To implement graceful shutdown, the following requirements must be met:
- When the close method returns the result to you, all threads in Producer must have been terminated. In addition, the cached data must have been properly processed, all callbacks registered by you have been executed, and all futures to be returned to you have been set.
- You should be able to set the maximum waiting period for the close method. The method must immediately return the result to you after this period is exceeded, regardless of whether the threads have been terminated and whether the cached data has been processed.
- The close method can be called multiple times and work properly, even in a multi-threading environment.
- Calling the close method in callbacks is safe and will not cause deadlock to the application.
To meet the preceding requirements, the close logic of Producer is designed as follows:
- Close LogAccumulator.

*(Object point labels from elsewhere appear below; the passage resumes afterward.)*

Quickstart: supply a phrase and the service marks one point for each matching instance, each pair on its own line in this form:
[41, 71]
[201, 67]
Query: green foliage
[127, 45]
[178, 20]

If you continue to write data to LogAccumulator, an exception will be thrown.
- Close RetryQueue. If you continue to send batches to RetryQueue, an exception will be thrown.
- Close Mover and wait for it to completely exit. After detecting the close signal, Mover will send all remaining batches from LogAccumulator and RetryQueue to IOThreadPool, regardless of whether they meet the sending conditions. To avoid data loss, Mover constantly pulls batches from LogAccumulator and RetryQueue, until no other threads are writing.
- Close IOThreadPool and wait for all submitted tasks to complete. When RetryQueue has already been closed, failed batches will be directly sent to the failure queue.
- Close SuccessBatchHandler and wait for it to completely exit. If a close method is called in a callback, the waiting process will be skipped. After detecting the close signal, SuccessBatchHandler pulls all batches from the success queue and processes them one by one.
- Close FailureBatchHandler and wait for it to completely exit. If a close method is called in a callback, the waiting process will be skipped. After detecting the close signal, FailureBatchHandler pulls all batches from the failure queue and processes them one by one.
As you can see, the graceful shutdown and safe exit are achieved by closing queues and threads one by one based on the data flow direction.
Alibaba Cloud LOG Java Producer is a comprehensive upgrade of the earlier version of Producer. It solves many problems with the earlier version, including the high CPU usage in the case of network exceptions, and slight data loss upon closing Producer. In addition, the fault tolerance mechanism is enhanced. Producer can ensure proper resource usage, high throughput, and strict isolation even after you make any operation mistakes.